According to GeoNet, more than 10,000 people reported feeling the magnitude 5.8 quake, which occurred at 7.19am, 20km southeast of Tokoroa at a depth of 175km.
"Heard something, got up, walked to the door then decided to hang in the doorway for a few creaky seconds. It was one juicy rock n roller," Jeremy Allan D'Herville, in Nelson, said on Twitter.
Caroline Milligan, commentator on social media use in emergency management, felt the quake at home in Ashhurst near Palmerston North.
"The whole house started rocking and then I heard something fall. It went on for about 20 seconds," she said. "After about 15 seconds it started to taper off, and that's when I got up to pick up my computer."

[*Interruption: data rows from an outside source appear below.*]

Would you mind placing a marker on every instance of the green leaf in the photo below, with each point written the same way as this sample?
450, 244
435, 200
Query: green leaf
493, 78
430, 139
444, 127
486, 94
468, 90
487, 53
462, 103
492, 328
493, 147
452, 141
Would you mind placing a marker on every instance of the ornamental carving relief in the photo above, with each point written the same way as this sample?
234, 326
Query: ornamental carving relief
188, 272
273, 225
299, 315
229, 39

The quake knocked over several photographs and caused the remote controls in her living room to fall to the floor.
Sandra, surname unknown, wrote on Twitter: "TV wobbled. House creaked. Photos on dresser shook. Cat was not perturbed and wanted breakfast."
Sara Knox tweeted after the quake shook her awake in Wellington. "Hope Mt Tongariro didn't feel it and get ideas."
GNS seismologist Anna Kaiser said the earthquake would not cause any further volcanic activity for the lively mountain, about 120km to the south. "It's part of a totally different system." Nor was it related to the magnitude 7.3 quake which hit northeastern Japan on Friday night.
"We get quakes like this from time to time and although it's a magnitude 5.8, which is moderate, it was very deep. But it was felt over a very wide area, in part because of where it occurred, in a subducting plate system where the Pacific Plate goes under Australian Plate." Police and the Fire Service received several calls but no reports of serious damage.